VII. – LE REGIME PROTECTEUR NE PEUT ËTRE MAINTENU MÊME TRANSITOIREMENT QU’AU MÊME TITRE QUE LA TAXE DES PAUVRES EN ANGLETERRE. – DE LA MANIERE D’OPERER LA TRANSITION.

C’est pour les pouvoirs publics une haute convenance de procéder au changement de front avec beaucoup de ménagement. L’opinion protectioniste est puissante en France, les meneurs l’ont surexcitée. Peu scrupuleux sur les moyens, ils ont attisé les haines nationales, ils se sont efforcés d’accréditer parmi les classes ouvrières l’opinion que les partisans de la liberté du commerce parlaient ou agissaient dans un intérêt exclusivement anglais, à l’instigation des Anglais[1], contrairement à l’intérêt français, et le patriotisme sincère, mais crédule, des masses a accueilli ces assertions. Rien pourtant n’est plus inexact. Depuis 1846, les Anglais admettent à peu près tous nos produits sans droits ou avec des droits extrêmement modiques. Ils le font, parce qu’ils ont reconnu, ce qui n’est pas bien difficile à constater lorsqu’on examine les faits avec un esprit libre de préjugés, qu’il est de l’intérêt de chacun, peuple ou individu, d’acheter les denrées et les objets de toute sorte là où on les trouve au plus bas prix : ils ont pris ce parti sans nous rien demander en retour ; ils eussent pu y mettre des conditions[2], ils ne l’ont pas fait. Il leur a suffi de savoir que pour eux-mêmes ce serait un grand avantage d’ouvrir le marché britannique

  1. En 1848, le comité directeur des protectionistes avait fait imprimer un placard qui excitait les ouvriers contre l’Angleterre et contre les partisans de la liberté du commercé, qu’on représentait comme des instrumens des Anglais, et il en avait envoyé de nombreux exemplaires aux manufacturiers des départemens pour être affichés dans les ateliers. Les manufacturiers de Mulhouse, auxquels, on en avait adressé, les renvoyèrent avec dégoût. Ce fut le comité directeur qui fit publier ce placard dans le journal qui lui appartenait à Paris. Il ne peut l’avoir fait que parce qu’il considérait cette méchante action comme un titre de gloire.
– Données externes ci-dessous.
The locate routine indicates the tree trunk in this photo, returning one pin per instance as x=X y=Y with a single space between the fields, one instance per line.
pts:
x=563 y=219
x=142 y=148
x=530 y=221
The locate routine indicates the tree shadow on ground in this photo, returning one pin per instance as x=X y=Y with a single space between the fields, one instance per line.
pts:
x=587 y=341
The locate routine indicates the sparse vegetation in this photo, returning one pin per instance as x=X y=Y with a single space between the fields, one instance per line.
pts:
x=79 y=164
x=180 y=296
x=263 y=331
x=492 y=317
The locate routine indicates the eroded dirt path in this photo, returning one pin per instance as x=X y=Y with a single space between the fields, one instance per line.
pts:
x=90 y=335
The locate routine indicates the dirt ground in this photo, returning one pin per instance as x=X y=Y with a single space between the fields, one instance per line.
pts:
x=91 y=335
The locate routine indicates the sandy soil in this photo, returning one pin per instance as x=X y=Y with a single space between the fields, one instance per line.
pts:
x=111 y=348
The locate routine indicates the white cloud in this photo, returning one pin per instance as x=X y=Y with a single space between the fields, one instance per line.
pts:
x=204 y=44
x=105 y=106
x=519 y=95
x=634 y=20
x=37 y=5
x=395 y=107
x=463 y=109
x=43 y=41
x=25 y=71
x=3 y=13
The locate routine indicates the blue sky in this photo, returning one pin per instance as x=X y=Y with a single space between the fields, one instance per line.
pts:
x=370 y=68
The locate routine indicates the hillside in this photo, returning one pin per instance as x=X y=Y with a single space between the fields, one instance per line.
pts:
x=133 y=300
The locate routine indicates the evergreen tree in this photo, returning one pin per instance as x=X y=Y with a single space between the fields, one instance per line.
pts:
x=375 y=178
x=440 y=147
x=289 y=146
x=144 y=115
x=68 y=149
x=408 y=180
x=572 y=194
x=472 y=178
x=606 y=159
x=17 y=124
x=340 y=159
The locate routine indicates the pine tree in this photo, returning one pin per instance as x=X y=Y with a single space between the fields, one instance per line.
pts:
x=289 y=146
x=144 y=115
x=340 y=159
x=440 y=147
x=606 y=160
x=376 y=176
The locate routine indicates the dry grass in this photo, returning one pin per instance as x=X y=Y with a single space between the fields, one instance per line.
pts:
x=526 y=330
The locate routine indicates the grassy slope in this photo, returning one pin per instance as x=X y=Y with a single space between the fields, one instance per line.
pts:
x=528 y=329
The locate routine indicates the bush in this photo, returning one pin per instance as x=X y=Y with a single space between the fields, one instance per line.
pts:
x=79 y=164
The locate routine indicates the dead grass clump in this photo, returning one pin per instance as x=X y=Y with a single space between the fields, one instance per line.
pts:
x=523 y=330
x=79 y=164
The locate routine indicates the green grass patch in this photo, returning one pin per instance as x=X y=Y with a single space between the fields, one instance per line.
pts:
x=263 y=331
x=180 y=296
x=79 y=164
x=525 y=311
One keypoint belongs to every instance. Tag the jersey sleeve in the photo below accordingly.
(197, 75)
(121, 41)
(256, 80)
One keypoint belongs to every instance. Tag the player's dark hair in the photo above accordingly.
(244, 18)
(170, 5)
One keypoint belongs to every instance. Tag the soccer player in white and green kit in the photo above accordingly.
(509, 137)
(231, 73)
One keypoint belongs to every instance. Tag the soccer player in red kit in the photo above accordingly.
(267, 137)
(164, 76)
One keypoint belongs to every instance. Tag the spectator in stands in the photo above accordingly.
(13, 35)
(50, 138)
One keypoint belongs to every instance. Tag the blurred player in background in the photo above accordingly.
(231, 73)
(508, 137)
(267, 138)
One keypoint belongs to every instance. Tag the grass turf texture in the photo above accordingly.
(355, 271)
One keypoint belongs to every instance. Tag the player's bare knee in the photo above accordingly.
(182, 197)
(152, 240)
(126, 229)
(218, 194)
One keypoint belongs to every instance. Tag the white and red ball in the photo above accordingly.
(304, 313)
  2. En 1840, avant le 15 juillet, un traité de commerce se négociait entre les deux pays. L’administration française écartait quelques prohibitions et diminuait quelques droits en retour de quelques modifications qu’on aurait apportées au tarif anglais. Les lois de douanes qui, à partir de 1842, ont été votées par le parlement anglais nous accordent vingt fois ce que nous demandions en 1840, et nous n’avons pas même cédé le peu, que nous étions prêts à consentir alors.